Nummer 3 is de tijger. Gelukkig een keer niet rennen, maar vooral stil blijven staan, en heel, heel voorzichtig langzaam achteruit lopen. Mocht hij ondanks dat toch tot de aanval over gaan, moet je hard gaan schreeuwen. Maar vooral niet schreeuwen vóórdat je aangevallen wordt.
Resteert nog het luipaard en de slangen. Luipaard moet hetzelfde aangepakt worden als de tijger. Risico is minder groot omdat die meer ‘s nachts jaagt, en overdag lui in de boom ligt.
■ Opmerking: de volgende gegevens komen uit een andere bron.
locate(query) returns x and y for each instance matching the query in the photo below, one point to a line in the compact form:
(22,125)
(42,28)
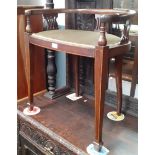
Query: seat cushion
(79,38)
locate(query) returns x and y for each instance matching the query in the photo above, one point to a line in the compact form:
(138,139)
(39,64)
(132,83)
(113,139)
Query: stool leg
(29,59)
(101,69)
(76,76)
(118,72)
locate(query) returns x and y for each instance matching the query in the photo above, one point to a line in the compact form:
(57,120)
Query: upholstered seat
(79,38)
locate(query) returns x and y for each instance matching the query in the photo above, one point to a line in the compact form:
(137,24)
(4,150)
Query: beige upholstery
(86,39)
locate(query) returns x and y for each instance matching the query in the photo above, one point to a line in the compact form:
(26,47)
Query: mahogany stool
(99,46)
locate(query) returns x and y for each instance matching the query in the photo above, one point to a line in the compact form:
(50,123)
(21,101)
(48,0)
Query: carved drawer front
(34,142)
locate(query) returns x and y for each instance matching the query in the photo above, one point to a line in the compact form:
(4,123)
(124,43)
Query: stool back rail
(101,53)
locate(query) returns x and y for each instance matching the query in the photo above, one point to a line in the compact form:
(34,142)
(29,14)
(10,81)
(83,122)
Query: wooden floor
(74,121)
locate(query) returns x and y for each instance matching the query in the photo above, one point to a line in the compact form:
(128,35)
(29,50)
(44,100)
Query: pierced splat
(51,21)
(125,33)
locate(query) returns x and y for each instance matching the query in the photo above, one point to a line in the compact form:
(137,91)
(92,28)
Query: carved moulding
(51,142)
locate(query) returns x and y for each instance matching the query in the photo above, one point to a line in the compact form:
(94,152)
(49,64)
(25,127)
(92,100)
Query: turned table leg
(118,72)
(101,69)
(29,68)
(76,74)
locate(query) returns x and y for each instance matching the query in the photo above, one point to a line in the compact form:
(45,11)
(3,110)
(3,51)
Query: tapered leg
(101,69)
(118,72)
(29,59)
(51,73)
(134,72)
(76,75)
Van slangen hebben we in deze tijd van het jaar minder te vrezen. Die vinden het nog te koud, en zitten voornamelijk in hun hol onder de grond.
We trotseren alle gevaren en hebben een heerlijke wandeldag. We zien erg veel: herten, rhesus-aapjes en languur apen, veel nieuwe soorten vogels (prachtige wielewaal en de minivet waarvan het mannetje vuurrood en het vrouwtje knalgeel is) en in de rivier zoetwaterdolfijnen. De grote gevaarlijke drie komen we niet tegen, en misschien kinderachtig, maar echt erg vinden we dat niet. We hebben niet zo’n behoefte aan een hardloopwedstrijd met een boze olifant.
Bardia.
Onze kans op de grote dieren is aanzienlijk minder dan normaal. Net als in Chitwan mag de lokale bevolking twee weken lang het park in om te oogsten (gras snijden is toegestaan; iedereen neemt ook brandhout mee, dat mag niet). Ons bezoek valt net samen met de laatste dagen dat de mensen in het park gras mogen snijden. Overal zijn dus mensen bezig, en de dieren hebben zich verstopt. De tweede dag gaan we eerst ‘s morgens met een (tamme) olifant het park in, ‘s middags gaan we met een jeep. Als we uitstappen (uit de jeep) en een stukje lopen blijkt onze chauffeur een olifant gezien te hebben, die wij lopend op zoek gemist hebben. We zien wel sporen: voetsporen van alle drie, uitwerpselen en afgebroken takken van de olifant. Heel spannend toch wel.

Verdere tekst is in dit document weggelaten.